Ingenious life-hack to deal with missed homework deadlines divides TikTok

Sinead Butler
Monday 17 May 2021 17:50
Viral

A screenshot of the video shows how you can cheat your way out of a deadline

(TikTok/easya_app)

How far would you be willing to go in order to avoid a bad grade for missing a deadline?

A TikTok user has offered a solution to those procrastinators who struggle to hand in homework on time - but it’s not exactly the most ethical of options.

TikTok account, @easya_app shares a video showing viewers offer the perfect hack to avoid both missing the deadline or doing any of the actual work.

You can watch the full video here.

A man’s voice narrating over the video said: “If you’ve got a deadline that you just can’t hit please just admit it”, before warning people not to do this trick.”

The clip has text over the top as it plays, beginning with “Your teachers actually don’t want you to know this.”

And we can understand why.

The footage shows that you can use a tool called: “Corrupt My File” by googling this phrase and clicking on the first link.

Once the website is opened, you simply upload your essay and the file will then not work for the teacher who tries to open it.

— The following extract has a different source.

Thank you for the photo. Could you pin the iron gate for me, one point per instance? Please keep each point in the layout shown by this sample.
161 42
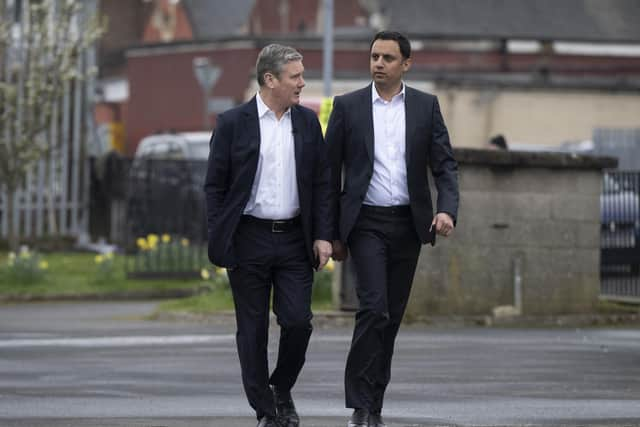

The tool is only a quick Google search away

(TikTok/easya_app)

Then when question the video says to “pretend to your teacher that the file is broken” to avoid punishment.

Seems simple enough.

The TikTok has since been viewed over 7.2 million times, with 870,000 likes and thousands of comments.

It has certainly divided people on the app, with some praising how ingenious the tool is and admitting that they have used this hack before.

One person said: “I did this before and my teach was so lazy that he gave me a B.”

“I’ve been doing that for a while,” someone else wrote.

Another person replied: “I’ve done this throughout high school/college and it’s a lifesaver.”

“I did this so much over lockdown,” a fourth person replied.

While others were not so impressed with the viral trick and shared their thoughts.

“As a teach I give zero credit for corrupted files. It’s the student’s responsibility to ensure it’s correct,” a teacher commented.

Another person wrote: “No because I do my work.”

“Or hear me out, maybe just do the work?,” someone else said.

A fourth person said: “I almost did it but I got too nervous. It’s not worth the risk.”

To be honest, we’re not sure whether we could take the risk either.